[Python-ideas] Python 3000 TIOBE -3%

Sat Feb 11 15:29:34 CET 2012

On 11 February 2012 12:41, Masklinn <masklinn at masklinn.net> wrote:
>>> with open('myfile.txt') as f:
>>>    for line in f:
>>>        if line.startswith('*'):
>>>            print(line)
>>>
>>> fails with encoding errors. What do I do? Short answer, grumble and go
>>> and use grep (or in more complex cases, awk) :-(
>>
>> Or just use the ISO-8859-1 encoding.
>
> It's true that requires to handle encodings upfront where Python 2 allowed you
> to play fast-and-lose though.
>
> And using latin-1 in that context looks and feels weird/icky, the file is not
> encoded using latin-1, the encoding just happens to work to manipulate bytes as
> ascii text + non-ascii stuff.

To be honest, I'm fine with the answer "use latin1" for this case.
Practicality beats purity and all that. But as you say, it feels wrong
somehow. I suspect that errors=surrogateescape is the better "I don't
really care" option. And I still maintain it would be useful for
combating FUD if there was a commonly-accepted idiom for this.

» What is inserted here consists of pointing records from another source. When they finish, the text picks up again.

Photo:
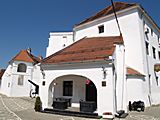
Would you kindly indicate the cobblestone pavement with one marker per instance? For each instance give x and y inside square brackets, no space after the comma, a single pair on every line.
[23,109]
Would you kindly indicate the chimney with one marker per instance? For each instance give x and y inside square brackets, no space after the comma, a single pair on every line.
[29,50]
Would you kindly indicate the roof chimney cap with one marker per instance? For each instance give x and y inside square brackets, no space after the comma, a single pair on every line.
[29,50]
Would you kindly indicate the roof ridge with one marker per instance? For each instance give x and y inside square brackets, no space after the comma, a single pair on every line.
[106,11]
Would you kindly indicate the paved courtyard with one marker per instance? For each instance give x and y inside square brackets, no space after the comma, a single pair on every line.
[23,109]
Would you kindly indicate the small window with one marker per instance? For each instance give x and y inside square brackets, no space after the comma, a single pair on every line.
[101,29]
[43,83]
[154,52]
[20,79]
[22,67]
[103,83]
[147,48]
[67,88]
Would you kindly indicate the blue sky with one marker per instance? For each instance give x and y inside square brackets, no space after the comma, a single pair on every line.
[27,23]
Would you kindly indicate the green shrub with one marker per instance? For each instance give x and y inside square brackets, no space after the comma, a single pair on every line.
[38,104]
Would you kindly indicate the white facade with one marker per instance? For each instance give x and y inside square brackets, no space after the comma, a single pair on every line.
[120,88]
[16,84]
[140,51]
[133,23]
[58,41]
[79,73]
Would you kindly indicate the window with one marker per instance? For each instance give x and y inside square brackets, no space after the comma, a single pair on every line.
[154,52]
[20,80]
[22,67]
[67,88]
[101,29]
[147,48]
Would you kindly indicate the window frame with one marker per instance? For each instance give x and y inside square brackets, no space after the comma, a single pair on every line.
[147,47]
[22,67]
[101,29]
[154,52]
[20,80]
[67,88]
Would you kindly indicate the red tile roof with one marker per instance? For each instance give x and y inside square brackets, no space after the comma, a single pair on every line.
[24,55]
[1,73]
[109,10]
[131,71]
[96,48]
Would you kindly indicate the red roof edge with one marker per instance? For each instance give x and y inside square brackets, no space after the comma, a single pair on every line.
[131,71]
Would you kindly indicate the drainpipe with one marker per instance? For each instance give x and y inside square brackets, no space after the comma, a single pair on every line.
[147,62]
[123,84]
[114,88]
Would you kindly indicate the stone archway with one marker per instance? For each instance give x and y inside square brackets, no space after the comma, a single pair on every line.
[81,89]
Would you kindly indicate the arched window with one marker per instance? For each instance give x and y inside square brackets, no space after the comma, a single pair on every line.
[22,67]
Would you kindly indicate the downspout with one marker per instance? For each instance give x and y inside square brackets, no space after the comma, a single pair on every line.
[114,88]
[123,78]
[149,82]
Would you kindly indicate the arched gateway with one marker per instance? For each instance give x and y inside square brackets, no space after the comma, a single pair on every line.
[74,88]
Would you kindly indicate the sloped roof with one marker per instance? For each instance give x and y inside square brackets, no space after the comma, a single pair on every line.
[157,67]
[25,56]
[95,48]
[109,10]
[1,73]
[131,71]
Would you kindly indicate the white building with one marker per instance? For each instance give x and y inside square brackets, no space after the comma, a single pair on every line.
[21,68]
[120,68]
[95,63]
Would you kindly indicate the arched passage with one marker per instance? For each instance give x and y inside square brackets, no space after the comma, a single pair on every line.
[72,86]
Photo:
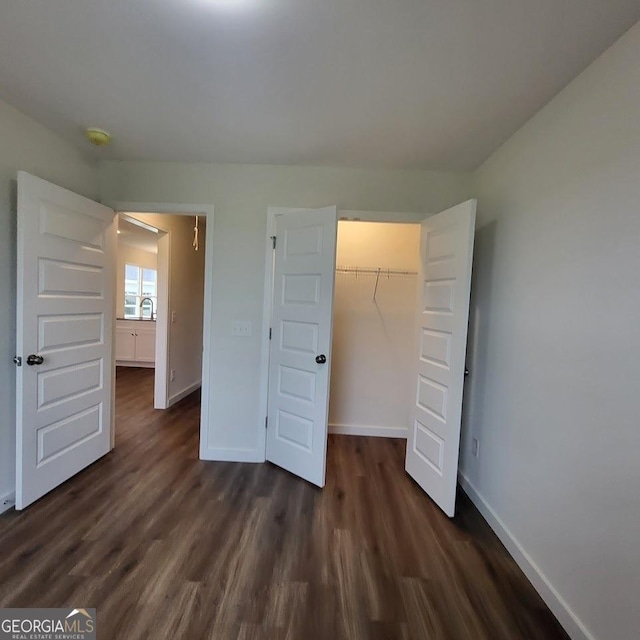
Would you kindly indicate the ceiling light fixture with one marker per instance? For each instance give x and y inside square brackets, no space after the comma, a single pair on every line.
[98,137]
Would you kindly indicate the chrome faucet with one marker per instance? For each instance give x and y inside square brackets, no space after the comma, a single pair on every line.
[142,302]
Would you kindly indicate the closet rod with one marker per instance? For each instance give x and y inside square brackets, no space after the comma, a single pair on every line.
[375,271]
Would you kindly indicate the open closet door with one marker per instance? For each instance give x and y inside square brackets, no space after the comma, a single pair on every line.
[300,359]
[65,308]
[444,285]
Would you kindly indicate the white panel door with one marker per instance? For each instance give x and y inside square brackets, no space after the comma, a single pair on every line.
[444,285]
[65,309]
[299,367]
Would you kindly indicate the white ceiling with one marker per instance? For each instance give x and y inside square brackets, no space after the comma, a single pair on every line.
[435,84]
[137,237]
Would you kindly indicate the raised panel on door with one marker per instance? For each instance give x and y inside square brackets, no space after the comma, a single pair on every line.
[304,267]
[441,335]
[65,304]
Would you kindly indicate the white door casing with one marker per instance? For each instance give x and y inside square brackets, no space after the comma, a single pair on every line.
[444,285]
[302,320]
[65,310]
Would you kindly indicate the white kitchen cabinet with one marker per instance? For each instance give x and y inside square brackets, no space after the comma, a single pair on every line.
[135,343]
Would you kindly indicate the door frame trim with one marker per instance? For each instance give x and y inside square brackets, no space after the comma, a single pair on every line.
[206,210]
[272,212]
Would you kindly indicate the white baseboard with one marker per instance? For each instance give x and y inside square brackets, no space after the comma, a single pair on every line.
[364,430]
[7,501]
[176,397]
[567,618]
[232,455]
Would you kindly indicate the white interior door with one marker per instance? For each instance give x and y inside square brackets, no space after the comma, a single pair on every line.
[65,309]
[300,360]
[444,285]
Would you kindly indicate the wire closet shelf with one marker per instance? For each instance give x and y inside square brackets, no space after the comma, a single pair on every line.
[375,271]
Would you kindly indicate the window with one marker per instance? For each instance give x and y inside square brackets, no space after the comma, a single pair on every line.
[140,283]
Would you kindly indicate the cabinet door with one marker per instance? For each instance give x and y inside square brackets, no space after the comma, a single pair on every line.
[125,343]
[146,344]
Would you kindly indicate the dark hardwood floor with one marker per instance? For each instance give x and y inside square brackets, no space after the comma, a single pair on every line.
[169,547]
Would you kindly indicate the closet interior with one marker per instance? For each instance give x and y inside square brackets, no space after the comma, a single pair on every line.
[373,329]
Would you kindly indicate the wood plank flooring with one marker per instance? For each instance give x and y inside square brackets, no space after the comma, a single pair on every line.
[169,547]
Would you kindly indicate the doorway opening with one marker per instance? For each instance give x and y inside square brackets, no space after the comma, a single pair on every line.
[373,328]
[297,355]
[159,308]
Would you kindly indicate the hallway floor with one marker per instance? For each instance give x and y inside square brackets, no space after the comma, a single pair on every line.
[169,547]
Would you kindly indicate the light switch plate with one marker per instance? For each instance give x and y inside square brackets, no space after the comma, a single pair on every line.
[242,328]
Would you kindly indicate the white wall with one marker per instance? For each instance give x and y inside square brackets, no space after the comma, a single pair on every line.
[241,195]
[25,145]
[371,364]
[554,392]
[130,255]
[186,297]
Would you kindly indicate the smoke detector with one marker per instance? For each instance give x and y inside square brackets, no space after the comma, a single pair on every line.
[98,137]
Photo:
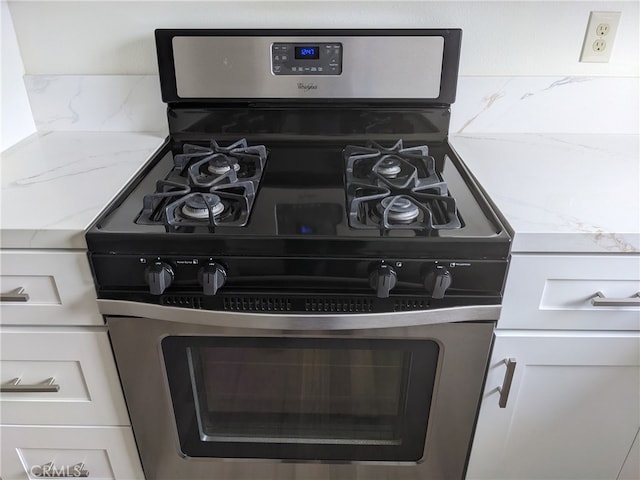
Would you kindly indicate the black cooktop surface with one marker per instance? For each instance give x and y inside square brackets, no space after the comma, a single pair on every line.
[303,194]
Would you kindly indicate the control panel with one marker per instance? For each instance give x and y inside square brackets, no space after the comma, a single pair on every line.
[306,58]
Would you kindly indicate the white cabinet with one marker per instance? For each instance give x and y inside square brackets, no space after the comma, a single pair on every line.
[573,411]
[56,288]
[557,292]
[62,411]
[66,452]
[63,376]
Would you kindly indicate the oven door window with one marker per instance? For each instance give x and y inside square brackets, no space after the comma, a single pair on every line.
[301,398]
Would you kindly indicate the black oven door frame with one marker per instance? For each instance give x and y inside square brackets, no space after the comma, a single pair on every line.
[337,423]
[464,335]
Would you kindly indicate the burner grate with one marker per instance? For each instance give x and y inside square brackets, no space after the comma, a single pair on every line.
[209,187]
[397,188]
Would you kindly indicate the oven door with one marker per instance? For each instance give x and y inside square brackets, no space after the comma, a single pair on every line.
[250,396]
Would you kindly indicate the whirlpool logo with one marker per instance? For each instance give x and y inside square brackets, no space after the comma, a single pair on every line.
[307,86]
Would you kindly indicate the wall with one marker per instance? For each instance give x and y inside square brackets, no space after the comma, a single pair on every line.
[500,38]
[91,65]
[15,118]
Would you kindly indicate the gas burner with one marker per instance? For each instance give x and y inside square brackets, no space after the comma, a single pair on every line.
[222,165]
[198,208]
[397,188]
[395,167]
[389,166]
[208,187]
[399,209]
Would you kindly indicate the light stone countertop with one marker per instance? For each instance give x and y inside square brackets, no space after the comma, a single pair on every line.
[54,185]
[559,193]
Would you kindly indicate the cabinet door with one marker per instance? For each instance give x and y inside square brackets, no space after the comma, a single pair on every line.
[573,410]
[62,376]
[47,288]
[105,453]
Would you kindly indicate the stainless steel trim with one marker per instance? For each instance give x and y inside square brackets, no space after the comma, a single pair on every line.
[599,300]
[16,387]
[506,384]
[16,295]
[286,321]
[240,67]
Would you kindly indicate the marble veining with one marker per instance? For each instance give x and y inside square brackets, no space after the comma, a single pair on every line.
[54,185]
[96,102]
[489,105]
[561,193]
[500,104]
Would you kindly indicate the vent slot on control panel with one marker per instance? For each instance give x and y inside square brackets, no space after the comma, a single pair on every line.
[406,305]
[184,301]
[338,305]
[257,304]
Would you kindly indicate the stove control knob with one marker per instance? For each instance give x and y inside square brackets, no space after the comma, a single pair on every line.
[438,281]
[159,277]
[382,280]
[212,277]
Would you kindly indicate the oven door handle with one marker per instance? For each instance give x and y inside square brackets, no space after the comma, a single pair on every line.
[299,321]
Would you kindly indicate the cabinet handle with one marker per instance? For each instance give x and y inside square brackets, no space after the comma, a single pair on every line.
[16,387]
[16,295]
[599,300]
[506,384]
[49,470]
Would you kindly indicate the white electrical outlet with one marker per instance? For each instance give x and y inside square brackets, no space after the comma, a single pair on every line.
[599,37]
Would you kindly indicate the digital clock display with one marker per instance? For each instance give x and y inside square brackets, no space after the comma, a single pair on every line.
[307,52]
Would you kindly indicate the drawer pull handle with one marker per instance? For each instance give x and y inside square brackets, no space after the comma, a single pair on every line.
[506,384]
[16,387]
[599,300]
[49,470]
[16,295]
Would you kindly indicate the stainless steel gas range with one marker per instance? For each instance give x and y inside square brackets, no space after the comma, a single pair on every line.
[304,280]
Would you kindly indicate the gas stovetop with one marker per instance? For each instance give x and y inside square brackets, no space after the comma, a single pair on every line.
[294,179]
[387,188]
[378,193]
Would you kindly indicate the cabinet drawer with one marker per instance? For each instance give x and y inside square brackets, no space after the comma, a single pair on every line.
[556,292]
[71,370]
[57,289]
[69,452]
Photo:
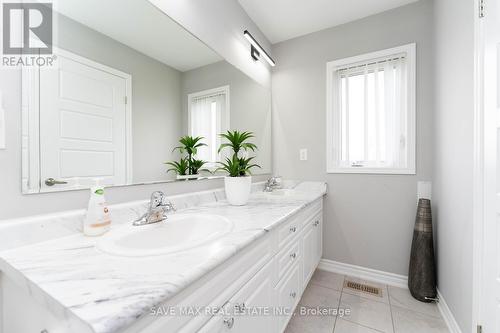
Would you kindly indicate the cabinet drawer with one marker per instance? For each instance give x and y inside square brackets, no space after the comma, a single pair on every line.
[288,296]
[287,257]
[309,212]
[289,230]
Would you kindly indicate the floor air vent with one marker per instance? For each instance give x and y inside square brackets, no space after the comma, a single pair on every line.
[363,288]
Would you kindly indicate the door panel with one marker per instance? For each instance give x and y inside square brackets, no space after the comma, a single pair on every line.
[83,130]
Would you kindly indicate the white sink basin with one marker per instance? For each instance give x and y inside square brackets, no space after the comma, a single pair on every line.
[282,192]
[177,233]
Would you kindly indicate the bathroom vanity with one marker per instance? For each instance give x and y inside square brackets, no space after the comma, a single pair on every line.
[248,275]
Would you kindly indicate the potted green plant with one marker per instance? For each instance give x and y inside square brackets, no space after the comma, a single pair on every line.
[238,183]
[188,167]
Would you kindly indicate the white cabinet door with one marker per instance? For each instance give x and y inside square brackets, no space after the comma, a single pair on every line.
[312,242]
[83,124]
[254,303]
[289,291]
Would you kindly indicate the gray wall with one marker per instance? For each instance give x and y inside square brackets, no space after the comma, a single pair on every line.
[368,218]
[250,104]
[14,204]
[453,154]
[156,96]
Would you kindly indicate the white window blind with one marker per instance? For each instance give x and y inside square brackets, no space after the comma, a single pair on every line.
[371,113]
[208,117]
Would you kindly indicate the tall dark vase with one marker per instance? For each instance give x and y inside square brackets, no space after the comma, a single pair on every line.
[422,272]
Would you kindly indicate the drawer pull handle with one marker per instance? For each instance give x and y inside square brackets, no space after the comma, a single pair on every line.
[240,307]
[229,322]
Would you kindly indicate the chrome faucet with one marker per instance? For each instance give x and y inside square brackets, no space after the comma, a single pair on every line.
[273,183]
[157,210]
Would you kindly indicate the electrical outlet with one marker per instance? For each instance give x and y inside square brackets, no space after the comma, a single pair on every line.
[303,154]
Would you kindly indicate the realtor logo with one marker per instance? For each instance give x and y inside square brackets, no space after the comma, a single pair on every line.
[27,28]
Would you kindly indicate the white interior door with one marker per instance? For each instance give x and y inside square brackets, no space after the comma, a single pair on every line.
[490,298]
[83,124]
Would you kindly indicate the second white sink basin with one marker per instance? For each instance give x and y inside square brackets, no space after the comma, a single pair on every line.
[178,233]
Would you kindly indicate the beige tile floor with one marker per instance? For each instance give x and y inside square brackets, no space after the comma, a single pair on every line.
[395,312]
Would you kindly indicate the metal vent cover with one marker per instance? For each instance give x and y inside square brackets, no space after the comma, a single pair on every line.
[365,288]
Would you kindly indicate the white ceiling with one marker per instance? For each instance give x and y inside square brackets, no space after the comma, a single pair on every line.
[144,28]
[280,20]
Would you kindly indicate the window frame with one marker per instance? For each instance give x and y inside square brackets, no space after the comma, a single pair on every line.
[333,111]
[225,122]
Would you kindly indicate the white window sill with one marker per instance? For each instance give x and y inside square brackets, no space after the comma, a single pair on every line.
[378,171]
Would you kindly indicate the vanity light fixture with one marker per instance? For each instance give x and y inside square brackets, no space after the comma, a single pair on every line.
[257,50]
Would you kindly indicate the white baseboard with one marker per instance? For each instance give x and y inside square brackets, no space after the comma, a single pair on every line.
[364,273]
[391,279]
[447,315]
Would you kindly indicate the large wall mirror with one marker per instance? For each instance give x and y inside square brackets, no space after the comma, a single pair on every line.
[127,84]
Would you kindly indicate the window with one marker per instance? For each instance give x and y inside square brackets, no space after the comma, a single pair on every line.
[371,113]
[208,117]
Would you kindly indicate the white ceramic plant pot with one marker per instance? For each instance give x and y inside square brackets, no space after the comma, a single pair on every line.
[184,177]
[238,189]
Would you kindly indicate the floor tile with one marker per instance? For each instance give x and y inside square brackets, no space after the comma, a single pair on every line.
[406,321]
[384,297]
[344,326]
[363,311]
[317,296]
[310,324]
[328,279]
[401,297]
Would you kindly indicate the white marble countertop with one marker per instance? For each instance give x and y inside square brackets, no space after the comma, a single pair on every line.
[107,293]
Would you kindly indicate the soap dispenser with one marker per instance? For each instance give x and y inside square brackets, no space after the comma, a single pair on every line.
[97,221]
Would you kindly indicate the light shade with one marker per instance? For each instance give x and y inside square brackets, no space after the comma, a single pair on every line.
[259,48]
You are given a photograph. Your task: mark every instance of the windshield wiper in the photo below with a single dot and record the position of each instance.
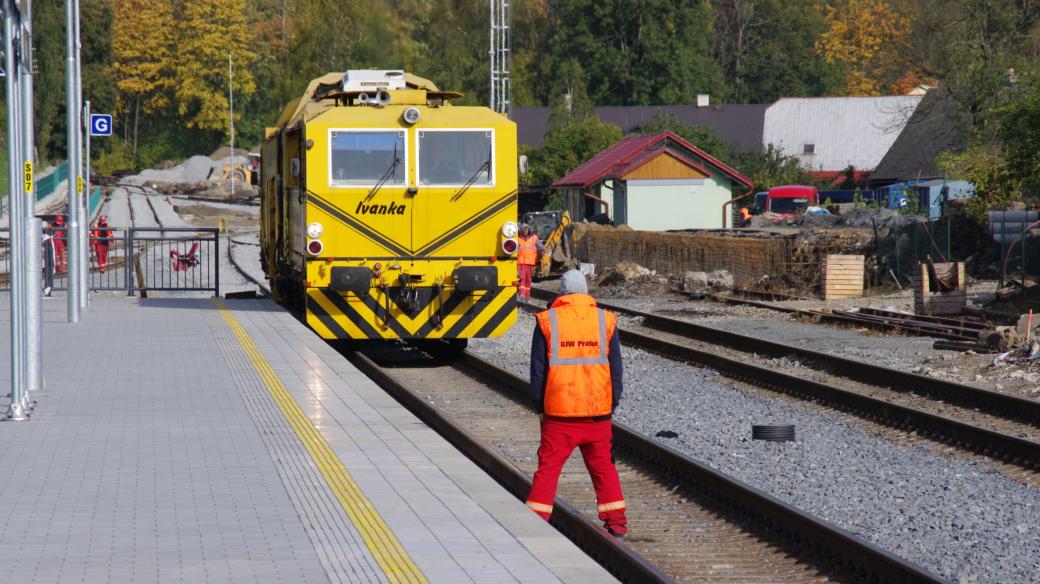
(386, 176)
(486, 166)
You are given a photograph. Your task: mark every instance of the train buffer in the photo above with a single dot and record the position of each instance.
(199, 441)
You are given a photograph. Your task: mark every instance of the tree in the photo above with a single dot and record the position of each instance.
(638, 52)
(1018, 131)
(770, 167)
(143, 51)
(985, 167)
(701, 136)
(765, 49)
(569, 101)
(869, 38)
(569, 146)
(210, 31)
(48, 83)
(971, 48)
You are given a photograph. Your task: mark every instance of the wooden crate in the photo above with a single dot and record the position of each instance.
(928, 302)
(842, 276)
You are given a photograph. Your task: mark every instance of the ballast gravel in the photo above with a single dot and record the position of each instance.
(953, 515)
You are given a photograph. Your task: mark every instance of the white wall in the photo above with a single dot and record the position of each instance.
(676, 205)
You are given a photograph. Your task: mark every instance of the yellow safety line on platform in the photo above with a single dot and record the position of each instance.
(380, 539)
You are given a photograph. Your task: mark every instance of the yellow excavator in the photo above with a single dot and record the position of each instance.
(555, 232)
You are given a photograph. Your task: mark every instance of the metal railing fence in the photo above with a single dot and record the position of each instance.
(136, 260)
(188, 260)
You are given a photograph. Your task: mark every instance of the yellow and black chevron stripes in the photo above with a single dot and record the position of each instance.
(378, 316)
(369, 233)
(396, 247)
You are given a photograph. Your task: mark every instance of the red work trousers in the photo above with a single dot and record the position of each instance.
(102, 250)
(560, 438)
(524, 271)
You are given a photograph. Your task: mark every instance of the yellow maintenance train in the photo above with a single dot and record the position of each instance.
(389, 213)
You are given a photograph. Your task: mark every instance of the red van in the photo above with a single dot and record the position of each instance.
(788, 201)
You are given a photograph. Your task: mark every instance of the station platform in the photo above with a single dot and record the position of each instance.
(198, 441)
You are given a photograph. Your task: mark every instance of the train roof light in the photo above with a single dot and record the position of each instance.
(374, 80)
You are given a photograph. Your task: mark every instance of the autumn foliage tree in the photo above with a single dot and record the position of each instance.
(210, 31)
(143, 51)
(868, 37)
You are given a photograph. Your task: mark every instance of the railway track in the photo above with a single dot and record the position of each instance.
(687, 522)
(981, 421)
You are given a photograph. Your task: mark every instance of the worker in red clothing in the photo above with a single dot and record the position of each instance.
(60, 257)
(576, 383)
(527, 255)
(101, 238)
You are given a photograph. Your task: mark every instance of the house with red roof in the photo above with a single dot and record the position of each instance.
(654, 183)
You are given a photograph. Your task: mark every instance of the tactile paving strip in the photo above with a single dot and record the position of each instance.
(327, 516)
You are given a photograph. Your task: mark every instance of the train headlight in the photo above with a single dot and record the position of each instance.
(314, 230)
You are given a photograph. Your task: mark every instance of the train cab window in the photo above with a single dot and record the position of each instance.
(366, 158)
(456, 157)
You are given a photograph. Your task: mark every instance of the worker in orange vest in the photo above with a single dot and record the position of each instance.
(576, 383)
(101, 238)
(745, 216)
(60, 255)
(527, 255)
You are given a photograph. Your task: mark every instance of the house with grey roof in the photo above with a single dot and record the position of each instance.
(934, 128)
(828, 135)
(739, 125)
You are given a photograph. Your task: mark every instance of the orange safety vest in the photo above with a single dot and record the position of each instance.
(577, 336)
(527, 253)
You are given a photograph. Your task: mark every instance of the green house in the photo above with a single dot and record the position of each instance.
(654, 183)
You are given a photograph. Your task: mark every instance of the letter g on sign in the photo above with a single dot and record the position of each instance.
(101, 125)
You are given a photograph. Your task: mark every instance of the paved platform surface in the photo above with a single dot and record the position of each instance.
(178, 442)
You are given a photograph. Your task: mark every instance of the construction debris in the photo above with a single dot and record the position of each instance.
(940, 288)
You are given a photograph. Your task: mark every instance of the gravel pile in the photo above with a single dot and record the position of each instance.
(955, 516)
(237, 207)
(143, 214)
(118, 208)
(193, 169)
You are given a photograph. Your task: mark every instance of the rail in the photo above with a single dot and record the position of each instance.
(760, 512)
(1019, 451)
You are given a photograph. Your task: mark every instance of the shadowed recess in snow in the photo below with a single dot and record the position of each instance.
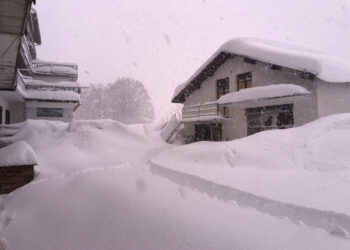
(336, 224)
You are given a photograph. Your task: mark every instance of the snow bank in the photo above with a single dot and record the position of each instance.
(265, 92)
(63, 148)
(307, 166)
(94, 191)
(17, 154)
(325, 67)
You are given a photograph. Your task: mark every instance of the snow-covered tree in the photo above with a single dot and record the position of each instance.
(126, 100)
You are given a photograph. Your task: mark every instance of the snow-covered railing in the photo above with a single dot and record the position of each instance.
(211, 109)
(25, 48)
(54, 68)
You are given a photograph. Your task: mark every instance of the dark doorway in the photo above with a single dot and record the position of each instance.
(202, 132)
(269, 117)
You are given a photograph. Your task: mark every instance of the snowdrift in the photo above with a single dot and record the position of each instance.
(307, 166)
(62, 148)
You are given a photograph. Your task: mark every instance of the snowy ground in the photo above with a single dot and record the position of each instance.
(96, 189)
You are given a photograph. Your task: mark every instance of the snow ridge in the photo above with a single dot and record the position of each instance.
(337, 224)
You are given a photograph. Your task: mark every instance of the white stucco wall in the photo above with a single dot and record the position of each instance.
(261, 73)
(5, 105)
(68, 110)
(305, 109)
(333, 98)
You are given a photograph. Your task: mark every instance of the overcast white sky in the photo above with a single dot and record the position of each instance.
(162, 42)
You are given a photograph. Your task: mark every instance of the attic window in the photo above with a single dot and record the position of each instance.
(244, 81)
(275, 67)
(222, 87)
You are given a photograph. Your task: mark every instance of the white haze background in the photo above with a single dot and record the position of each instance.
(161, 43)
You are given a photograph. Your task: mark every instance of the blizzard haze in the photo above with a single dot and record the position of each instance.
(162, 43)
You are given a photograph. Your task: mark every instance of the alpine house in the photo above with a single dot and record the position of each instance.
(31, 88)
(250, 85)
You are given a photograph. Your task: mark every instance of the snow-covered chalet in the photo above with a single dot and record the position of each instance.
(31, 88)
(250, 85)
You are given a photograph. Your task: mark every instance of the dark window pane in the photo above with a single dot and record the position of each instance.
(49, 112)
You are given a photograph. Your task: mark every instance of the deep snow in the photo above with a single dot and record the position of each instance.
(306, 166)
(17, 154)
(94, 190)
(291, 56)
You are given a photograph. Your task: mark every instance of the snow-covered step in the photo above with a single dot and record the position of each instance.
(170, 128)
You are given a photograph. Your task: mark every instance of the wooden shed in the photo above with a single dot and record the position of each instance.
(17, 162)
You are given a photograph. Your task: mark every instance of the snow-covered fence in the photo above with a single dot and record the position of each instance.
(170, 128)
(210, 109)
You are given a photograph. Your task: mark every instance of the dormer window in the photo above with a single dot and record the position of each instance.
(244, 81)
(222, 87)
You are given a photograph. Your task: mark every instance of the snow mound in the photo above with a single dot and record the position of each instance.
(265, 92)
(17, 154)
(320, 145)
(287, 55)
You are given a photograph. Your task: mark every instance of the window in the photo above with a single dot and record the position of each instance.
(49, 112)
(7, 116)
(269, 117)
(244, 81)
(224, 111)
(222, 87)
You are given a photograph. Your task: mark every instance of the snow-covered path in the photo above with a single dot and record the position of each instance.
(96, 190)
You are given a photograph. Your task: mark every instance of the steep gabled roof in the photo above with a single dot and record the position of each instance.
(277, 53)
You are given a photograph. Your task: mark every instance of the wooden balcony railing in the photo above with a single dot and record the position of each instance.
(205, 110)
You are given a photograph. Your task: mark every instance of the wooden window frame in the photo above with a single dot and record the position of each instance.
(246, 79)
(226, 89)
(7, 116)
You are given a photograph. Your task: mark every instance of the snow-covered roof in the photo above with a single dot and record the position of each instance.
(264, 92)
(17, 154)
(325, 67)
(56, 95)
(35, 82)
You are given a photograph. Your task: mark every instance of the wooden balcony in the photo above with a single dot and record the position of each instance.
(202, 112)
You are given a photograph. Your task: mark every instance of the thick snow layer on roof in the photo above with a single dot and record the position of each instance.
(46, 67)
(56, 69)
(30, 81)
(325, 67)
(57, 95)
(17, 154)
(264, 92)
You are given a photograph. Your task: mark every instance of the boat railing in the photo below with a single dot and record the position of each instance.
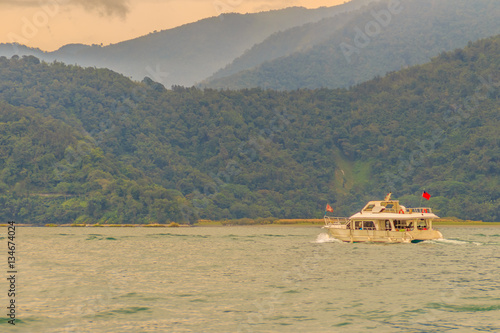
(330, 220)
(419, 210)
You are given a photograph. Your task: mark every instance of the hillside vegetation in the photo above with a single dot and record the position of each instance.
(91, 145)
(187, 54)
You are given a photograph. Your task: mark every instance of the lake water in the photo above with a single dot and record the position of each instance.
(250, 279)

Interestingly, on my Windows PC, if I open a file using no encoding in
Python 3, I seem to get code page 1252:

Python 3.2.2 (default, Sep  4 2011, 09:51:08) [MSC v.1500 32 bit
(Intel)] on win32
Type "help", "copyright", "credits" or "license" for more information.
>>> f = open("unicode.txt")
>>> f.encoding
'cp1252'
>>>

So actually, on this PC, I can't really provoke these sorts of
decoding error problems (CP1252 accepts all bytes, it's basically
latin1). Whether this is a good thing or a bad thing, I'm not sure :-)

Paul